While, the 90-day pause in most reciprocal tariffs announced on 9 April was a source of market relief, rhetoric apparently threatening the independence of the Fed was always likely to be a cause for concern to the markets. It might even constrain the central bank’s ability to cut rates if it wants to avoid any appearance it has buckled in the face of political pressure.
The gold price hit a new all-time high breaking the $3,500 per ounce as investors sought refuge in the alternative safe haven to the dollar and US treasuries. Currencies like the yen and Swiss franc have also been in heavy demand.

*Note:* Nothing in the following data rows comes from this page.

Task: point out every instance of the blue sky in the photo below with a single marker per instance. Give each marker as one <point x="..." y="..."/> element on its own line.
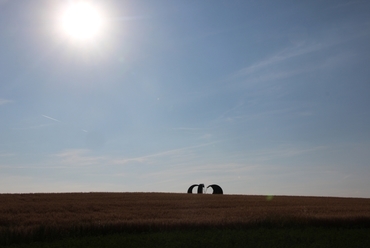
<point x="259" y="97"/>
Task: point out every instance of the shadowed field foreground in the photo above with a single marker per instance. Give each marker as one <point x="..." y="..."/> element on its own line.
<point x="32" y="217"/>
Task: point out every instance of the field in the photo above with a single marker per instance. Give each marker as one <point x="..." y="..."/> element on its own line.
<point x="28" y="218"/>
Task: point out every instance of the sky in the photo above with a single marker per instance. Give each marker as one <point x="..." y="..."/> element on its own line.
<point x="259" y="97"/>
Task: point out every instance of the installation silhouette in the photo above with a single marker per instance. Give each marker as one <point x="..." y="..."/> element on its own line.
<point x="216" y="189"/>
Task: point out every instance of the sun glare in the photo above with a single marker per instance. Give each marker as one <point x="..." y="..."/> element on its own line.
<point x="82" y="21"/>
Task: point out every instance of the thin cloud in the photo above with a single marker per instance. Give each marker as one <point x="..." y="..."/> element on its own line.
<point x="4" y="101"/>
<point x="51" y="118"/>
<point x="174" y="152"/>
<point x="78" y="157"/>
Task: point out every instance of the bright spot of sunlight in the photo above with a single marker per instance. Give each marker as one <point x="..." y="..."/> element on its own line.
<point x="82" y="21"/>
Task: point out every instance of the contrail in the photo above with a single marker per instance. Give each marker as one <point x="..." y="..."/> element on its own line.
<point x="51" y="118"/>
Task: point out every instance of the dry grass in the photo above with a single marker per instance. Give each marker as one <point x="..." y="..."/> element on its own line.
<point x="43" y="216"/>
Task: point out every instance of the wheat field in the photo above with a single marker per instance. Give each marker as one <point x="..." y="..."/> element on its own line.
<point x="42" y="216"/>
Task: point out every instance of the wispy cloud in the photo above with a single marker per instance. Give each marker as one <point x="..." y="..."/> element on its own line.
<point x="51" y="118"/>
<point x="77" y="157"/>
<point x="280" y="57"/>
<point x="4" y="101"/>
<point x="168" y="153"/>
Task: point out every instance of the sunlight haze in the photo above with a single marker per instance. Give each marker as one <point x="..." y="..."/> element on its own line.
<point x="259" y="97"/>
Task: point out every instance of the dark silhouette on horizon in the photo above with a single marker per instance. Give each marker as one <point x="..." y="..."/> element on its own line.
<point x="216" y="189"/>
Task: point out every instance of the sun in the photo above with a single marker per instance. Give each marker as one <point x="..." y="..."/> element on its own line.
<point x="82" y="21"/>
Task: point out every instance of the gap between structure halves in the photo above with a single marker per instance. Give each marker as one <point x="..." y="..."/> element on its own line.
<point x="216" y="189"/>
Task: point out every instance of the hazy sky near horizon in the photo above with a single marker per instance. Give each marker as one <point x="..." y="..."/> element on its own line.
<point x="259" y="97"/>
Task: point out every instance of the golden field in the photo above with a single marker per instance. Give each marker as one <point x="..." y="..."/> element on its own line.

Subsequent comments from Trump that he had no intention of firing Powell and hints from treasury secretary Scott Bessent about a de-escalation of the tariff standoff with China helped US stocks reclaim some of their losses on 22 April.
Russ Mould, investment director at AJ Bell says: ‘Persistent comments from president Donald Trump, which put the independence of the US Federal Reserve in question, resulted in weakness in the dollar, US treasuries and Wall Street.
‘US currency and government debt are often a safe haven during times of market turbulence but, with America the source of much of the recent volatility, investors have been reaching for another obvious port in the storm, gold, in large numbers.’
DISCLAIMER: Financial services company AJ Bell referenced in this article owns Shares magazine. The author of this article (Sabuhi Gard) and the editor (Tom Sieber) own shares in AJ Bell.